Gesetzliche Berufspflichten bzw. Amtspflichten können als Rechtfertigungsgrund nach Art. 14 StGB gelten und damit konkretes amtliches Handeln (z.B. Amtsakte des Grundbuchamts) rechtfertigen und die Widerrechtlichkeit entfallen lassen.
“Bei der Auslegung und Anwendung des kantonalen Rechts sind der Vorinstanz damit keine Verstösse gegen das Verfassungsrecht unterlaufen. Mit Blick darauf erübrigt es sich, vorfrageweise zu prüfen, ob die Straftatbestände von Art. 320 und/oder Art. 321 StGB erfüllt sein könnten. So oder anders könnte das Grundbuchamt sich auf Art. 14 StGB ("Gesetzlich erlaubte Handlung") berufen. Wer handelt, wie es das Gesetz gebietet oder erlaubt, verhält sich nach Art. 14 StGB rechtmässig, auch wenn die Tat nach dem Strafgesetzbuch oder einem andern Gesetz mit Strafe bedroht ist (BGE 141 IV 417 E. 2.3 S. 421). Grundlage für eine Rechtfertigung im Sinne von Art. 14 StGB bilden namentlich gesetzliche Berufspflichten (Urteil 6B_247/2019 vom 22. Juni 2020 E. 2.2.1), wie sie hier vorliegen. Darauf ist nicht weiter einzugehen.”
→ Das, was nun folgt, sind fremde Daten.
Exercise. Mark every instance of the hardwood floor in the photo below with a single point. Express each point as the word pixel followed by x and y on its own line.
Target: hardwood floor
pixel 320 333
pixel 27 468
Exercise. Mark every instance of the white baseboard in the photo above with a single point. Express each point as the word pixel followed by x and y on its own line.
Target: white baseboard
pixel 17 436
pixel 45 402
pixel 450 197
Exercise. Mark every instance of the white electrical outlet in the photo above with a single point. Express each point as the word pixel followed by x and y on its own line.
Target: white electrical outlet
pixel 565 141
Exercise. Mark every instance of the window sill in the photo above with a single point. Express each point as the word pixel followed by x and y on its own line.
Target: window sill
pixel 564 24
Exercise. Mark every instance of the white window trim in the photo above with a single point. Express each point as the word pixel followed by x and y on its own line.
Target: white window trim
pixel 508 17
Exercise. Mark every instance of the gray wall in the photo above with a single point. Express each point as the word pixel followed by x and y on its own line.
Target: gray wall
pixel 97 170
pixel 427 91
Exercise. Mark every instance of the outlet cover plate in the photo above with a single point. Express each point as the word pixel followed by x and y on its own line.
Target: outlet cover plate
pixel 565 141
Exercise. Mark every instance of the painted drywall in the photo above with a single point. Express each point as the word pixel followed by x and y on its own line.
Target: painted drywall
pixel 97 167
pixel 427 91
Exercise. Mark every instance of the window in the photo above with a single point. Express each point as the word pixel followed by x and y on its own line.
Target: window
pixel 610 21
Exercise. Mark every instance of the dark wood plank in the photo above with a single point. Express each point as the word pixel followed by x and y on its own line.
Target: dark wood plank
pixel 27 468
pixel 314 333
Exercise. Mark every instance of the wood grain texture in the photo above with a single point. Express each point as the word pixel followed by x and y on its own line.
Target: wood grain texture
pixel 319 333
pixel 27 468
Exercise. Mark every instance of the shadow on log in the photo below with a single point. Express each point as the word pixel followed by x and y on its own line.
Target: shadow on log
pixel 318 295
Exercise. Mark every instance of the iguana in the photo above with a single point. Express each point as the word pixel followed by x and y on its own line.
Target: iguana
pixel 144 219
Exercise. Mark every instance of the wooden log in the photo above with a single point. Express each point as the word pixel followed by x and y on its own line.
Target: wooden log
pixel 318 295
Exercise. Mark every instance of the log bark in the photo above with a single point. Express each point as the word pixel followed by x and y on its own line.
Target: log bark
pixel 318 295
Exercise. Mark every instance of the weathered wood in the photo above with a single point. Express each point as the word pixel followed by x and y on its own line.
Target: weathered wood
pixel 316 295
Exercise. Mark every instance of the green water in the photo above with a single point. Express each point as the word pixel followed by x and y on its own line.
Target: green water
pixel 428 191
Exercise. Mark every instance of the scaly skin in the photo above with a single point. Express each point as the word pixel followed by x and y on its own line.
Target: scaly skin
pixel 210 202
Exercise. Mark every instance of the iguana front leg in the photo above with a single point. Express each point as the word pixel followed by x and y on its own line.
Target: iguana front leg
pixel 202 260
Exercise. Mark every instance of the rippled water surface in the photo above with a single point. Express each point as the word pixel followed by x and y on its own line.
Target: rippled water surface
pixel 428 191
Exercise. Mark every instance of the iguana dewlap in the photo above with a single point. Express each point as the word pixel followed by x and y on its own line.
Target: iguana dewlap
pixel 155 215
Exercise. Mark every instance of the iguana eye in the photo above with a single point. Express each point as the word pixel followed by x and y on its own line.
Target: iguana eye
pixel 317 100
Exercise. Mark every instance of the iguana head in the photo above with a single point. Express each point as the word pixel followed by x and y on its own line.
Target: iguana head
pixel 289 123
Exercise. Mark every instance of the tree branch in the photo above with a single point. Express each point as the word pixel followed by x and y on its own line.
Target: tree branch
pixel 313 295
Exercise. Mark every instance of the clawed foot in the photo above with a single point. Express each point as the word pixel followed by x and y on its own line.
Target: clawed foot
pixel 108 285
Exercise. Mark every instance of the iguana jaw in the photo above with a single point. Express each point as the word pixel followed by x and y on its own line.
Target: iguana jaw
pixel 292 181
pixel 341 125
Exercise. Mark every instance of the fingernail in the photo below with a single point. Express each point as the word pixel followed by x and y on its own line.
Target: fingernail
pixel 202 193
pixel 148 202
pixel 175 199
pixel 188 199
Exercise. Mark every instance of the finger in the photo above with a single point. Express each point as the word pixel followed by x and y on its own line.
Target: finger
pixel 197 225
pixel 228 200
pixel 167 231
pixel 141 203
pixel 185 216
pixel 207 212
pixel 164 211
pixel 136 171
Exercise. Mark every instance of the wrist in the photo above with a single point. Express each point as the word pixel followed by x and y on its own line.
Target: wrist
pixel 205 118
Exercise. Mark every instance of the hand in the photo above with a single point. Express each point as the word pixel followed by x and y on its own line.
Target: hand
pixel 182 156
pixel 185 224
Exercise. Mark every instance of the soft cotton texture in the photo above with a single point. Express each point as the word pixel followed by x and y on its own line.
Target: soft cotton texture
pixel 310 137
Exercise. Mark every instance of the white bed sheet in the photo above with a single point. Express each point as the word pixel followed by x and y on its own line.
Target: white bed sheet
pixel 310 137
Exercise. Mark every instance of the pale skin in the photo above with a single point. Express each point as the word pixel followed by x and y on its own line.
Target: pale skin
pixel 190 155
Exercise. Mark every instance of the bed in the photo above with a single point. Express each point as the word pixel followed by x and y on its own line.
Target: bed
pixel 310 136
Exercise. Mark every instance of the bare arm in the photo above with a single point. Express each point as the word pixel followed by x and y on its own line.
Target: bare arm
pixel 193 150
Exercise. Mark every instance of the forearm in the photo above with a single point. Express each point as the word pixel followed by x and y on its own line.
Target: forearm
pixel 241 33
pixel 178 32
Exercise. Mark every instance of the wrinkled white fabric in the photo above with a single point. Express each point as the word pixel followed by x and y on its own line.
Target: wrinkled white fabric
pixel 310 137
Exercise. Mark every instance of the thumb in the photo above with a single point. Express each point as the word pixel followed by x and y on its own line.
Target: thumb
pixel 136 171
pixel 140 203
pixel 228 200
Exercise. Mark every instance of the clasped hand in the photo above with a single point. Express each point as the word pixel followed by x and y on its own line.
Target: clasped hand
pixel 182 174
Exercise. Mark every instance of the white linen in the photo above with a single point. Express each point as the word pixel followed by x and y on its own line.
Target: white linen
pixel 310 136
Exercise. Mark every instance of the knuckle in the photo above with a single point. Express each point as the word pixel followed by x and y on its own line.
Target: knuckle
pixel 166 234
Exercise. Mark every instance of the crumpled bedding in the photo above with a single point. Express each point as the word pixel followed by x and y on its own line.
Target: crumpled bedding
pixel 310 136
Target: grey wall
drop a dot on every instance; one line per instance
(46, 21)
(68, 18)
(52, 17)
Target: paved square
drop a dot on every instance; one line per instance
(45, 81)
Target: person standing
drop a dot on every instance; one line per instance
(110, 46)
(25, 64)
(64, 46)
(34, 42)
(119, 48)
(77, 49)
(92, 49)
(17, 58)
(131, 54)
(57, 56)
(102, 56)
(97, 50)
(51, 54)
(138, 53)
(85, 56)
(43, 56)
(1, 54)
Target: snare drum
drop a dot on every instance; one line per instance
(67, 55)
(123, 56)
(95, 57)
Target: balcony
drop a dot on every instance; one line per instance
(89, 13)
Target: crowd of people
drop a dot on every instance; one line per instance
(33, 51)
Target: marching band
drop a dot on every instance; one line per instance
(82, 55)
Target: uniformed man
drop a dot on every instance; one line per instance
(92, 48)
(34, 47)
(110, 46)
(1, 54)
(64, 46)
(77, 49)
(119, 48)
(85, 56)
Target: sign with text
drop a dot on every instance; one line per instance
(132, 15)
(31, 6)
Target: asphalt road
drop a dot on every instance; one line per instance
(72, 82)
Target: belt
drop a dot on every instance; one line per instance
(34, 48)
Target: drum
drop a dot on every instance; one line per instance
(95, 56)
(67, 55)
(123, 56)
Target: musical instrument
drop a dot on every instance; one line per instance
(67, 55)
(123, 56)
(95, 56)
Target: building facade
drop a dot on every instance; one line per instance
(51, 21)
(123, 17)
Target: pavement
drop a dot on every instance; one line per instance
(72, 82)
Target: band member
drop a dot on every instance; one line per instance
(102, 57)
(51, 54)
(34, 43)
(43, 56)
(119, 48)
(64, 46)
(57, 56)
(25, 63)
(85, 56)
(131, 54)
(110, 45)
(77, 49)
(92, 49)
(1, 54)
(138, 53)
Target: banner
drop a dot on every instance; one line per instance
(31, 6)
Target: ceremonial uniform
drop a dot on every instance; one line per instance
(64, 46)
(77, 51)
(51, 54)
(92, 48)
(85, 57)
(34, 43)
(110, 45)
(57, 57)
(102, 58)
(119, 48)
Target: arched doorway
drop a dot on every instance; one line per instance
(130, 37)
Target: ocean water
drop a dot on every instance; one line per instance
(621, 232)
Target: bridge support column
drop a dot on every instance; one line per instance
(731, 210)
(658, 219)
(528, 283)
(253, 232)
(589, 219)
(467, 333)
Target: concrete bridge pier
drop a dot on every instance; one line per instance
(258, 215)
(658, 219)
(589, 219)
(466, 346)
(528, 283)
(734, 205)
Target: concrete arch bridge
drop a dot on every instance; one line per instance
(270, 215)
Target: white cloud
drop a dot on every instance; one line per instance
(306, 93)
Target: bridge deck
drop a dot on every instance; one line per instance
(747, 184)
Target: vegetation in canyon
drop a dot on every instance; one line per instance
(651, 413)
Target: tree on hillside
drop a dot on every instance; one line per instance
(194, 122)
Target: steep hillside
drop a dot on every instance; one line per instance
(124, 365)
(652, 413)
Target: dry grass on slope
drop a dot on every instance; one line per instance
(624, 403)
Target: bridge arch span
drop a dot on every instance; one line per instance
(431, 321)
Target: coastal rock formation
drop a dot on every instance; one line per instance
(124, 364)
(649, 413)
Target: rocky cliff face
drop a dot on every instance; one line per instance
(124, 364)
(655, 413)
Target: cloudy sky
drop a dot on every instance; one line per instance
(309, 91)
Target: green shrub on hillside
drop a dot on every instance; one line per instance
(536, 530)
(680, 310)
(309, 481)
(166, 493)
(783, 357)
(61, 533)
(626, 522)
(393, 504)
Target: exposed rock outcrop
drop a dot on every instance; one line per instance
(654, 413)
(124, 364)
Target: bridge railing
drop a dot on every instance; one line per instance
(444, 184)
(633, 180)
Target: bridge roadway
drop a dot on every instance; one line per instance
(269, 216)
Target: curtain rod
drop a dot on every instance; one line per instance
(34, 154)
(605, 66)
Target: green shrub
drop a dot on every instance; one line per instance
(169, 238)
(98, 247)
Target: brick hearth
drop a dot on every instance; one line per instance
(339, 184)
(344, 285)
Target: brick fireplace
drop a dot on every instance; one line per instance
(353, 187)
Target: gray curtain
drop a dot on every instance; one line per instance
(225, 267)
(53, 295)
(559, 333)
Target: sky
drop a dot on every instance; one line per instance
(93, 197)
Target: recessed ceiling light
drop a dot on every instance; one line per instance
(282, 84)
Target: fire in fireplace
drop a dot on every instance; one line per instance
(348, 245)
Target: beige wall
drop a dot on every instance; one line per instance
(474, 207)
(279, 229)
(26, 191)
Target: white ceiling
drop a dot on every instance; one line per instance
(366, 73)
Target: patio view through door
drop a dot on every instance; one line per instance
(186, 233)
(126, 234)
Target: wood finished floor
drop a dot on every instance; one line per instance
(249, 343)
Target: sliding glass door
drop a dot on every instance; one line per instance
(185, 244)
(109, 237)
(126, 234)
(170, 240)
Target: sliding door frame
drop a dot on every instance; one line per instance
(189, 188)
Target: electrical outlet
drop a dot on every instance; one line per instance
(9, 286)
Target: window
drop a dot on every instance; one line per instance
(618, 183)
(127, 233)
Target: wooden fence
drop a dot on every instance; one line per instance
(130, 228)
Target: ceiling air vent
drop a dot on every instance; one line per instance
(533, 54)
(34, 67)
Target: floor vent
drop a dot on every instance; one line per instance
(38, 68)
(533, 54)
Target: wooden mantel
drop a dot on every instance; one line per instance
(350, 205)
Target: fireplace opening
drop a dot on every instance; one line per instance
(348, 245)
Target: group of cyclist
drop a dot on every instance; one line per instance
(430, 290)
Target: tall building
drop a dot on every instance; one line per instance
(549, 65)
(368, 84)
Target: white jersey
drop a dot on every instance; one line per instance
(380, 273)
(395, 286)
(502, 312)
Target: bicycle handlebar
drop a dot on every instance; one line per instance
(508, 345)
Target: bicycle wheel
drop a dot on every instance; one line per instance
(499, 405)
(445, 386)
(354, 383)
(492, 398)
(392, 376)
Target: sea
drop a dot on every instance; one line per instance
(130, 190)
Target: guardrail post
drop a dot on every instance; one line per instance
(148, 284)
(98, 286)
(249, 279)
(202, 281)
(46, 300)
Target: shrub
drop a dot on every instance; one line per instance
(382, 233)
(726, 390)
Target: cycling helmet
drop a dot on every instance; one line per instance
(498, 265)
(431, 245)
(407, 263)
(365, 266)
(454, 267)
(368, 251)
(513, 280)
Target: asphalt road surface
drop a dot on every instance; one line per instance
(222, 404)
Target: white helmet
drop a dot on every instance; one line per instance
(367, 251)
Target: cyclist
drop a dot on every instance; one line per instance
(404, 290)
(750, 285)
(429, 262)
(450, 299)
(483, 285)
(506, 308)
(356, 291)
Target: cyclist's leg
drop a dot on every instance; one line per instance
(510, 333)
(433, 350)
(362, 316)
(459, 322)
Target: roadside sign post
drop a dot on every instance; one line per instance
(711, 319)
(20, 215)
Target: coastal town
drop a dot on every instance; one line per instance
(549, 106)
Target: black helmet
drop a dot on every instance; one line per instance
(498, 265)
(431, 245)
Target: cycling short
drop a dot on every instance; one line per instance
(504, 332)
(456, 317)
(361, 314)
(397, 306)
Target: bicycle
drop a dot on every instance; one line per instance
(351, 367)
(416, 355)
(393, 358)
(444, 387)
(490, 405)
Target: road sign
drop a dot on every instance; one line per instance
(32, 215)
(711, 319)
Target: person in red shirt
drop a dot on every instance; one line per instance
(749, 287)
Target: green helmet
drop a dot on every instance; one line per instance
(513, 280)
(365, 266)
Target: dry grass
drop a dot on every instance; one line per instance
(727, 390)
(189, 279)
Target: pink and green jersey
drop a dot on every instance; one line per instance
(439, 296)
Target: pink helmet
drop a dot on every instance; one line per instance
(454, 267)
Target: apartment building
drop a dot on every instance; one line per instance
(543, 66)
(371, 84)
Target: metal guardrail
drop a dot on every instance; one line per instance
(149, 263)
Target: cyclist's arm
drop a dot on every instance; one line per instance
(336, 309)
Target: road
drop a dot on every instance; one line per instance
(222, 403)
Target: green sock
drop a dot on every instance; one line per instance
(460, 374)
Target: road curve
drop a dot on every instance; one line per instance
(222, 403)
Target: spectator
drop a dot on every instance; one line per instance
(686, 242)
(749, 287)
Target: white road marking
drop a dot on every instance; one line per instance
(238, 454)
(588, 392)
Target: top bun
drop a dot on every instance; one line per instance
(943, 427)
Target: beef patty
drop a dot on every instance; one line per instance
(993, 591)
“Entscheid Verwaltungsgericht, 27.11.2020 Amtshilfepflicht bei Grundstückschätzung, Art. 57 StG, Art. 163 Abs. 3 StG (sGS 811.1) in Verbindung mit Art. 78 Ingress und lit. c StV (sGS 811.11), Art. 14 StGB in Verbindung mit Art. 320 StGB (SR 311.0). Grundbuchämter melden dem Steueramt grundsätzlich alle Tatsachen, die für eine Schätzung eines Grundstückes massgebend sind. Zwar untersteht der Grundbuchverwalter, als Angestellter der öffentlichen Verwaltung, dem Amtsgeheimnis, jedoch entfällt eine allfällige Widerrechtlichkeit bei Verletzung, wenn das Behördenmitglied oder der Beamte einer gesetzlichen Meldepflicht unterliegt. Im konkreten Fall hatte der Grundbuchverwalter den Veräusserungserlös gemäss beurkundetem, aber nicht vollzogenen, Grundstückkaufvertrag den Steuerbehörden zur Kenntnis gebracht. Weil die Mitwirkung des Grundbuchverwalters an der Schätzung ohnehin gesetzlich vorgesehen ist, ist eine allfällige Verletzung des Amtsgeheimnisses vollumfänglich auszuschliessen. Vielmehr stellte sich die Frage, ob der noch nicht vollzogene Grundstückskaufvertag zu den massgeblichen Tatsachen gehört, um die inhaltliche Richtigkeit der vorinstanzlichen Schätzung des Grundstückes im Zusammenhang mit der Festlegung einer Schenkungssteuer zu bestätigen.”